There is, however, a tide in the affairs of nations as of men, and Bligh and Christian were victim and beneficiary of a period of such radical change that the world that provoked the mutiny and the world that judged it were severed forever. The mutiny trials took place in 1792 against a background of revolutionary violence abroad and unrest at home, and in the age of Wordsworth, Coleridge, Paine, Shelley and Byron, the transformation of Christian into hero and his captain into monster had an inevitability about it that probably only poor, myopic Bligh with his 18th-century optimism and almost Gibbonian complacency could not see coming.

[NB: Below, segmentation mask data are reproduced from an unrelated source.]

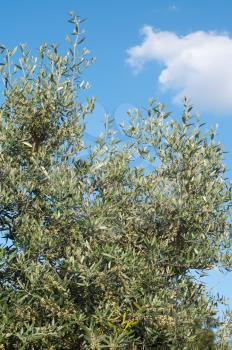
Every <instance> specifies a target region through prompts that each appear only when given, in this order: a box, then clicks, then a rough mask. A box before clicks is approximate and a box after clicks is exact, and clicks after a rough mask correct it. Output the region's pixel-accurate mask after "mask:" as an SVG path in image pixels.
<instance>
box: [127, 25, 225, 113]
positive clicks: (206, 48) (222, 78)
mask: <svg viewBox="0 0 232 350" xmlns="http://www.w3.org/2000/svg"><path fill="white" fill-rule="evenodd" d="M141 33H142V35H143V42H142V44H141V45H138V46H134V47H132V48H130V49H128V50H127V53H128V58H127V62H128V63H129V64H130V65H131V66H132V67H133V68H134V70H135V71H136V72H138V71H140V70H141V69H142V68H143V66H144V65H145V64H146V62H148V61H155V62H158V63H161V64H162V66H163V68H161V72H160V75H159V77H158V80H159V84H160V86H161V88H163V89H164V90H170V91H172V92H173V100H174V101H175V102H177V103H179V102H181V101H182V99H183V97H184V96H187V97H188V98H190V99H191V101H192V103H193V104H194V105H195V106H196V108H197V109H201V110H207V111H211V112H212V111H213V112H217V113H231V114H232V38H230V37H229V36H228V35H227V34H218V33H215V32H204V31H197V32H193V33H191V34H188V35H186V36H178V35H176V34H175V33H173V32H166V31H155V30H154V29H153V28H152V27H150V26H145V27H143V29H142V30H141Z"/></svg>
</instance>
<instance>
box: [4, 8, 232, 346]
mask: <svg viewBox="0 0 232 350" xmlns="http://www.w3.org/2000/svg"><path fill="white" fill-rule="evenodd" d="M70 22H71V23H72V24H73V26H74V31H73V33H72V36H71V37H72V38H73V39H71V37H69V36H68V37H67V40H68V41H69V44H70V46H71V48H70V49H68V52H67V54H65V55H61V54H60V50H59V48H58V47H57V46H56V45H51V46H49V45H47V44H44V45H42V46H41V47H40V48H39V50H38V57H36V58H34V57H33V56H31V54H30V51H29V50H28V48H27V47H25V45H20V46H19V49H18V50H19V53H18V51H16V49H14V50H12V51H9V50H8V49H7V48H5V47H3V46H2V47H1V54H2V63H1V66H0V69H1V76H2V81H3V83H4V98H3V101H2V105H1V109H0V116H1V123H0V162H1V164H0V186H1V187H0V230H1V234H2V237H5V238H6V239H7V243H5V242H3V240H2V241H1V242H2V243H1V250H0V255H1V262H0V288H1V289H0V316H1V325H0V349H5V350H13V349H20V350H23V349H25V350H26V349H36V350H37V349H50V350H52V349H54V350H55V349H62V350H64V349H70V350H71V349H105V348H108V349H120V348H121V349H197V348H199V349H203V347H204V349H206V348H208V349H213V348H215V349H216V348H218V349H227V348H228V346H229V345H228V344H227V337H229V336H230V334H229V327H227V326H226V324H225V323H222V325H221V326H222V327H219V326H220V324H219V323H218V322H217V320H216V319H215V317H214V316H215V312H216V311H217V301H216V300H214V299H212V298H211V296H209V295H208V294H207V293H206V291H205V288H204V285H203V284H202V283H200V282H199V281H197V279H196V277H193V276H195V275H196V274H193V271H194V270H197V271H198V272H202V271H205V270H210V269H213V268H215V267H217V266H219V267H223V266H224V267H226V268H228V269H229V268H231V241H230V239H231V237H230V205H231V187H230V185H229V184H228V183H227V181H226V179H225V176H224V173H225V168H224V166H223V149H222V146H221V144H219V143H217V142H215V141H214V135H215V132H214V130H211V131H209V132H204V131H202V125H200V124H199V123H200V122H199V121H198V119H197V118H194V117H193V116H191V107H190V106H189V105H188V104H187V103H186V104H185V107H184V112H183V115H182V119H181V120H180V121H177V120H169V119H170V117H169V113H166V112H165V109H164V106H163V105H161V104H158V103H155V102H154V101H153V100H151V101H150V104H149V108H148V109H147V111H146V112H145V115H143V114H141V112H140V111H138V110H134V111H130V112H129V113H128V114H129V116H128V118H129V123H128V125H127V126H124V125H122V132H123V133H124V134H125V137H124V138H123V141H122V140H120V139H119V137H118V136H117V135H116V134H115V132H113V131H112V129H111V128H110V121H108V122H106V124H105V131H104V133H103V134H102V135H100V136H99V137H98V138H97V141H96V144H95V145H94V146H93V145H87V144H85V142H84V130H85V117H86V116H87V115H88V114H90V113H91V112H92V110H93V108H94V99H89V98H87V99H86V101H85V103H81V102H80V101H79V100H80V98H79V95H80V94H81V90H82V89H83V87H85V84H84V83H81V74H82V71H83V69H84V68H85V67H86V66H88V65H89V63H90V62H91V60H89V59H88V58H87V57H88V51H87V50H86V49H81V48H80V44H81V41H82V39H81V33H80V29H79V28H80V22H81V21H80V20H79V18H77V17H76V16H75V15H74V14H71V18H70ZM16 58H17V63H15V60H16ZM93 122H94V121H93ZM125 140H126V141H125ZM83 151H85V156H84V154H83ZM86 152H87V153H86ZM86 154H87V156H86ZM135 158H136V159H137V162H138V158H139V159H140V166H135V165H134V163H133V161H134V159H135ZM148 164H149V166H148ZM211 327H218V328H217V329H218V333H217V334H216V336H215V335H214V333H212V331H211V330H210V329H211ZM200 337H202V339H205V340H204V341H206V339H208V338H209V339H210V340H209V344H208V345H204V346H203V345H201V343H200V344H199V339H200ZM207 337H208V338H207ZM202 344H203V343H202ZM206 346H208V347H206Z"/></svg>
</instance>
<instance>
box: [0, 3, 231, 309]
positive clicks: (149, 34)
mask: <svg viewBox="0 0 232 350" xmlns="http://www.w3.org/2000/svg"><path fill="white" fill-rule="evenodd" d="M71 10H72V11H75V12H76V13H77V14H78V15H80V16H81V17H83V18H87V21H86V22H85V24H84V28H85V30H86V34H85V35H86V42H85V45H86V46H87V48H88V49H90V50H91V54H92V55H93V56H96V57H97V60H96V62H95V63H94V64H93V66H92V67H91V68H90V69H89V70H88V71H87V72H86V75H85V77H84V78H85V79H87V80H89V81H90V83H91V85H92V89H91V90H90V91H89V92H90V94H91V95H94V96H96V98H97V104H96V111H95V113H94V118H91V119H90V122H89V123H90V124H89V127H88V128H89V129H88V130H89V133H90V134H92V135H96V134H97V133H98V131H99V130H100V123H99V121H100V120H103V117H104V113H111V114H112V115H114V117H115V118H116V123H119V122H120V121H122V120H123V119H124V118H125V113H126V110H127V109H128V108H131V107H133V106H137V107H144V106H146V105H147V101H148V98H149V97H154V98H156V99H158V100H160V102H162V103H165V104H166V105H167V109H168V110H169V111H172V112H173V116H176V115H178V113H180V111H181V106H180V104H179V101H180V100H181V97H182V94H183V93H186V94H187V95H188V97H189V98H190V99H191V100H192V102H193V103H194V105H195V111H196V112H200V113H201V115H202V119H203V121H206V122H207V123H208V125H209V126H210V125H215V124H216V123H218V124H219V133H218V139H219V140H221V141H222V142H223V144H224V145H225V150H226V151H228V152H229V153H228V154H227V155H226V159H225V163H226V165H227V167H228V174H229V176H230V177H232V171H231V169H232V137H231V130H232V68H231V67H232V66H231V63H230V62H232V21H231V13H232V2H231V1H230V0H223V2H222V1H218V0H213V1H212V0H204V1H202V0H194V1H193V0H192V1H191V0H189V1H184V0H182V1H181V0H179V1H168V0H153V1H152V0H143V1H138V0H137V1H132V0H124V1H122V0H117V1H109V0H99V1H96V0H95V1H90V0H56V1H54V0H40V1H31V0H21V1H10V0H9V1H8V2H6V1H3V2H2V3H1V10H0V11H1V12H0V18H1V21H0V42H1V43H3V44H5V45H7V46H8V47H13V46H16V45H17V44H18V43H19V42H23V43H24V42H26V43H27V44H28V45H29V47H31V48H32V50H33V51H34V53H35V49H36V47H38V46H39V45H40V44H41V42H44V41H48V42H50V43H51V42H57V43H61V44H62V43H63V42H64V39H65V34H66V33H67V32H68V31H69V26H68V24H67V14H68V12H69V11H71ZM230 66H231V67H230ZM230 93H231V94H230ZM230 96H231V97H230ZM207 284H208V286H209V287H210V288H211V287H214V291H218V292H219V293H224V295H225V296H226V297H228V298H229V300H230V303H231V305H232V297H231V296H232V275H231V274H227V275H224V276H223V275H221V274H220V273H218V272H214V273H213V274H211V275H210V277H208V279H207Z"/></svg>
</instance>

In tackling this myth head-on, as it were, and showing Bligh as the essentially decent man he was, Caroline Alexander runs the risk of all demythologisers, and that is in making her story less colourful than fable would have it. It is certainly hard to argue with her portraits of either Bligh or Christian, but in cutting them free of legend there is the danger of robbing the whole drama of its symbolic power and reducing the Bounty story to the meaner historical dimensions of an underofficered and insignificant ship on a tawdry mission, captained by the irascible Bligh and crewed by a collection of tattooed yahoos and distressed gentry hell-bent on spreading venereal disease around the southern ocean.
But if this doesn't seem a perfect recipe, the real triumph and originality of this book is to take the history of the Bounty and turn it into a detailed and convincing exploration of the way the British navy and British society actually worked on the eve of the long war with revolutionary and Napoleonic France. As one would expect from the author of The Endurance (and there is a nicely coded plug for the book — or more charitably for Shackle ton — on page 164), Caroline Alexander is utterly at home with the heroism and suffering of Bligh's great journey, but it is with the capture of the mutineers who had parted from Christian and their subsequent trial in the great cabin of Lord Hood's flagship at Portsmouth that the book really comes alive.
It does so in the first place, because she allows their voices to be heard, as each man in turn pleads, argues and lies for his life, but what is more fascinating is the near masonic network of connections, relations, obligations, regional loyalties and 'interest' the whole process reveals. It did not go unnoticed at the time that the only men to hang for the mutiny were the three poor devils with no Interest' to call on, and Caroline Alexander demonstrates in compelling detail how the ruthlessly orchestrated campaign of the Heywood and Christian clans not only made a mockery of justice but effectively damned Bligh to his posthumous and unearned infamy.
Bligh, though, was not the only sufferer from the Bounty mutiny, and the author is fair, compassionate and convincing in her championing of its other victims. The earliest visitors to Pitcairn brought home images of prelapsarian innocence, but the women kidnapped by the mutineers to stock this paradise would in the end regret the arrival of the Bounty at Otahiti almost as bitterly as the men who ended their lives at the yard arm. But then, the Bounty produced no winners, not even among those who beat the gallows or evaded the long arm of the Royal Navy. None, that is, except perhaps Fletcher Christian. Murdered in his own field on Pitcairn? Doing well for himself in South America? Or as Robert Southey confidently reported, back in England and free? In a nice gesture towards the myth that must have drawn her to the Bounty's story in the first place, Caroline Alexander leaves at least this a mystery.